Since that point, Lord Browne has been a pioneer for LGBT rights as he tackled the homophobia and discrimination that the community faces.

In the op-ed, Lord Browne wrote that while the progress that has been made since 1967 is “extraordinary” it is still “incomplete and fragile”.

Lord Browne wrote: “The 50th anniversary of the passage of the 1967 Act comes at a time when the institutions and values that made such progress possible are increasingly vulnerable.

“Advances in LGBT rights did not happen in isolation. They were part of a broader trend over several decades, towards first the acceptance and then the inclusion of minorities from all segments of society.

“But that trend is at risk of stalling.

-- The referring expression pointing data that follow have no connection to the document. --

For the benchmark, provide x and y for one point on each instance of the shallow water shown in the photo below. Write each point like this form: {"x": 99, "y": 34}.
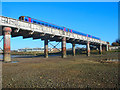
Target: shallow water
{"x": 25, "y": 56}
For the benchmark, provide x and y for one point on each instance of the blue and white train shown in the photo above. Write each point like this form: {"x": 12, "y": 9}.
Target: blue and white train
{"x": 31, "y": 20}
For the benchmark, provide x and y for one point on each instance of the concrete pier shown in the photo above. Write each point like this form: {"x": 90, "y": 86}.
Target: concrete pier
{"x": 6, "y": 51}
{"x": 46, "y": 48}
{"x": 100, "y": 49}
{"x": 88, "y": 48}
{"x": 63, "y": 47}
{"x": 73, "y": 49}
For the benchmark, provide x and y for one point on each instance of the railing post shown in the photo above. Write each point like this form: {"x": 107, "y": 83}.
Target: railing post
{"x": 46, "y": 48}
{"x": 63, "y": 47}
{"x": 6, "y": 51}
{"x": 107, "y": 47}
{"x": 73, "y": 49}
{"x": 88, "y": 48}
{"x": 100, "y": 48}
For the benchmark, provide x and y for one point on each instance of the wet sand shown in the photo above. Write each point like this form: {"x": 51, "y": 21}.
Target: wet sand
{"x": 55, "y": 72}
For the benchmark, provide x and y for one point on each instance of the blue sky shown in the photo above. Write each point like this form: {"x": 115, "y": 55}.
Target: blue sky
{"x": 95, "y": 18}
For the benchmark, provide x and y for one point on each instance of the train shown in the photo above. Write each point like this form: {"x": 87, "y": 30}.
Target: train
{"x": 32, "y": 20}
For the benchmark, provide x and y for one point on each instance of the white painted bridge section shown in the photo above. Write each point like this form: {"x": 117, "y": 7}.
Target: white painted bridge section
{"x": 6, "y": 21}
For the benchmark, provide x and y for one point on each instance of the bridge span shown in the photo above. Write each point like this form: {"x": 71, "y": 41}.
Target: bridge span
{"x": 13, "y": 27}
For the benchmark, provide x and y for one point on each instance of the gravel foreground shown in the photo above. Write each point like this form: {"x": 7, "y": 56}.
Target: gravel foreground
{"x": 55, "y": 72}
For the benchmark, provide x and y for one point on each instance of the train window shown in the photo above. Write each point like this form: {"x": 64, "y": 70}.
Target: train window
{"x": 34, "y": 21}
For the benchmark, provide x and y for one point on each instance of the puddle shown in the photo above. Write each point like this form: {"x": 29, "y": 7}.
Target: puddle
{"x": 114, "y": 60}
{"x": 14, "y": 61}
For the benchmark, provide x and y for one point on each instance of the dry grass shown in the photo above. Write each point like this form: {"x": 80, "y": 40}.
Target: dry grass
{"x": 72, "y": 72}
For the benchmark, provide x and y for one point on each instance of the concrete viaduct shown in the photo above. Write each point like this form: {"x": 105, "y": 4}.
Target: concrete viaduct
{"x": 13, "y": 27}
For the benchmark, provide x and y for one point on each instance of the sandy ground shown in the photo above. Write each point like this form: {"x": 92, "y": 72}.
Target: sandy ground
{"x": 55, "y": 72}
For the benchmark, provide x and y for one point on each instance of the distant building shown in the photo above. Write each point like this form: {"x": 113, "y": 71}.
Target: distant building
{"x": 33, "y": 49}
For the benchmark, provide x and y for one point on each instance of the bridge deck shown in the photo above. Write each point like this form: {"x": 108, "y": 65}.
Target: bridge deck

Across western democracies, many people feel that their way of life and their standard of living are under threat.”

The 69-year-old, who worked with BP for 12 years, went on to explain that the rise in populism being seen across the world means that some “inclusive values that have underpinned decades of social progress” face rejection.

Lord Browne went on to stress that the way to fight rejection is to avoid “complacency” which allows “vulnerability” to grow.

He explained: “The history of the 20th century suggests that equality and inclusion are not achievements to be enjoyed, but standards that must be defended.

“Society can go backwards as well as forwards, particularly when the social and political environment is in flux.”

As a “gay man and business leader” Lord Browne believes there are three actions which must be taken by the LGBT community to ensure that equality is maintained.

Firstly, he states that the “barriers to inclusion” must be broken down through education in schools, private businesses and public sector work places.

“I did not have an openly gay role model, nor did I have the advantage of looking to another chief executive for precedent,” Lord Browne said. “Without a gay role model, I failed to be one for others.”

As well as education, Lord Browne writes the next step to supporting equal rights is to make wider society aware of the positive financial impact that inclusion has.

He said: “People are happier, more productive, and make more money for their company when they are free to be themselves.”

Lorde Browne added that another path of action is to continue lobbying political powers to fight for LGBT inclusion, a point that is particularly important in light of the Conservative and DUP deal, he said.

“Leaders need to make an uncompromising commitment to inclusion,” he said. “If the need for inclusion is not taken seriously by those at the top, then it will not survive.”

Lord Browne finished the piece by reflecting on a piece of advice that his mother, who survived Auschwitz, gave him.

“My mother used to warn me that when the going gets tough, minorities are always hurt by the majority.

“Her words were born from her own extreme experience, but they remain relevant today.

“As we celebrate 50 years of progress for LGBT people, it is essential to remember that, even in the most advanced societies, constant vigilance is needed,” he concluded.